The Emory Regional Perinatal Center (Emory RPC) is the coordinating center for the Atlanta perinatal region: a 39-county area surrounding metro Atlanta and extending north across the entire northern border of the state. It is tasked with promoting, supporting, and providing quality maternity, fetal, and newborn care across the perinatal region, regardless of race, creed, religion, and ability to pay or funding source. The Regional Perinatal Center is a partnership of the Grady Health System and the Emory University School of Medicine’s Department of Gynecology and Obstetrics (Division of Maternal-Fetal Medicine) and the Department of Pediatrics (Division of Neonatology). Neonatology services at Emory University Hospital Midtown and Children’s Healthcare of Atlanta at Egleston are also part of the center.

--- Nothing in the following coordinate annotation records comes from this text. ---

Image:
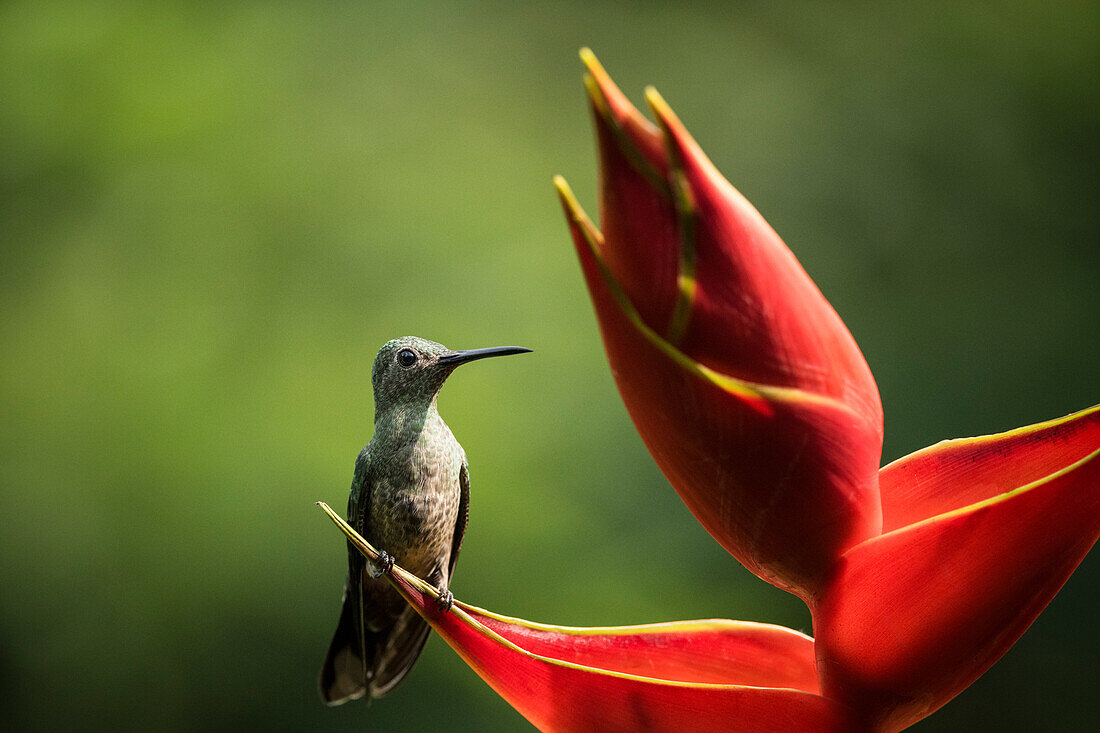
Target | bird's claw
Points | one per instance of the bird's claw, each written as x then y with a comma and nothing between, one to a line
382,566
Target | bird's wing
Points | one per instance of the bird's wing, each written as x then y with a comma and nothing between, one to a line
359,502
344,671
463,518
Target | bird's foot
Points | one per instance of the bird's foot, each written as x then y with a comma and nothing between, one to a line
382,566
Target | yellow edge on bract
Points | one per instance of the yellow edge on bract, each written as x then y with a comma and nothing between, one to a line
748,391
637,630
593,83
988,502
369,551
684,201
993,436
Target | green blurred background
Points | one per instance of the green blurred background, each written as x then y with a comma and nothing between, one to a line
212,215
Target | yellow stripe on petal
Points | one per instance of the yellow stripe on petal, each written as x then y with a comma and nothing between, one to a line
756,395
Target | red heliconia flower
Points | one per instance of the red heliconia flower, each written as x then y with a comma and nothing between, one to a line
758,406
743,381
712,675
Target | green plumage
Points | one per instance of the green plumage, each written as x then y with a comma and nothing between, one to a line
409,498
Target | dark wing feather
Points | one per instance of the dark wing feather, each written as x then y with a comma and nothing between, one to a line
344,674
359,502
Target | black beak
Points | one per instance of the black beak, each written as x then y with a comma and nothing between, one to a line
455,358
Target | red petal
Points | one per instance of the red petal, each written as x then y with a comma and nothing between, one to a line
779,477
548,674
716,652
635,201
756,314
956,473
915,615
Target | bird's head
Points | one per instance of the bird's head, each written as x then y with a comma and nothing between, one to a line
411,370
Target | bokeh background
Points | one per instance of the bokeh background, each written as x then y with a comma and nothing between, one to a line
212,214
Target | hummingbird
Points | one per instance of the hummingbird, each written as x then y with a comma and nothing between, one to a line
410,499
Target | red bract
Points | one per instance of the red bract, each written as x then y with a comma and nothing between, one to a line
662,678
759,408
980,534
746,386
757,404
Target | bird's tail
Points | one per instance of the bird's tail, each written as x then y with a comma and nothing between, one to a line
343,674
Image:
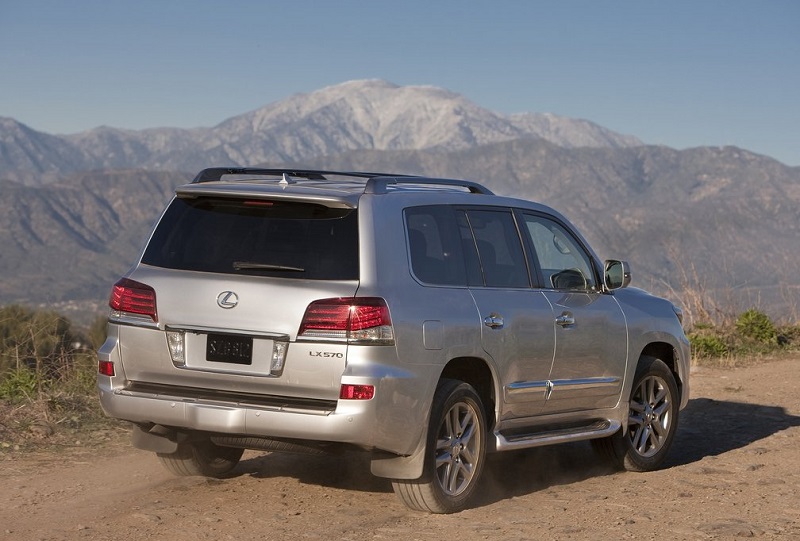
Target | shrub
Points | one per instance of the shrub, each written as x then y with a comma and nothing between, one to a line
708,346
757,326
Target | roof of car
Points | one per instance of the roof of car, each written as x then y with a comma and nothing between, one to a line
333,188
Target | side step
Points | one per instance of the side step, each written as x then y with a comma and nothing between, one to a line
597,429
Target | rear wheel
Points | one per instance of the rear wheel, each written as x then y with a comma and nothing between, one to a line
202,458
455,452
652,419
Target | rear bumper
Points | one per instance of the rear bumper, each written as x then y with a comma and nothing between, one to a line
350,421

The Emory Regional Perinatal Center at Grady Health System is the largest of the six regional high-risk maternal and infant care centers in the state. High-risk prenatal care is provided by members of Emory University’s Division of Maternal-Fetal Medicine (MFM). Outside of the RPC, members of the MFM Division also staff the ‘Emory Perinatal Center’, a maternal fetal medicine practice that sees patients at Emory University Hospital Midtown and Emory Decatur Hospital campuses.
Context:
Georgia is divided into six perinatal regions: Albany, Atlanta, Augusta, Columbus, Macon, and Savannah, each with a regional perinatal center (RPC) to coordinate access to appropriate maternal, fetal, neonatal, and infant health care. The Emory Regional Perinatal Center and other RPCs receive funding from the Georgia Department of Public Health (DPH) to support the provision of core services to their region:
- Comprehensive perinatal care, able to manage high-risk and complex perinatal conditions
- Coordination of care for pregnant women, their fetuses, and infants within the region
- Consultation and transport/transfer assistance for high-risk mothers and infants
- Outreach and education support to enhance the quality of care in facilities throughout region
- Neuro-developmental follow-up care for neonatal patients at high risk of handicaps
History:
Georgia’s statewide regional perinatal referral network was one of the first statewide perinatal systems in the country. The creation of statewide systems was based on ‘perinatal regionalization’, a strategy that involves stratifying perinatal care facilities by level of care based on the clinical services and specialization of care offered and then grouping them into geographic regions for purposes of coordination and collaboration. The aim is to promote optimal care and health outcomes by matching the risk of maternal, fetal, and neonatal patients to a facility within their geographic region with the appropriate level of care.
During the 1960s-1970s, as the fields of high-risk obstetrics and neonatology emerged and gained both recognition and funding, Georgia’s statewide perinatal system was imagined and took shape. Obstetricians and pediatricians from the Emory University School of Medicine were critical players in establishing Georgia’s regional system as well as in shaping the Atlanta region. Doctors John Daniel Thompson, Sr., Newton Long, Luella Klein, Alfred Brann, Jr., and their colleagues were key players in organizing high-risk care pathways for women and newborns, obtaining funding for maternal and infant services, and establishing the Emory Regional Perinatal Center to serve the ‘Atlanta’ (including north Georgia) perinatal region.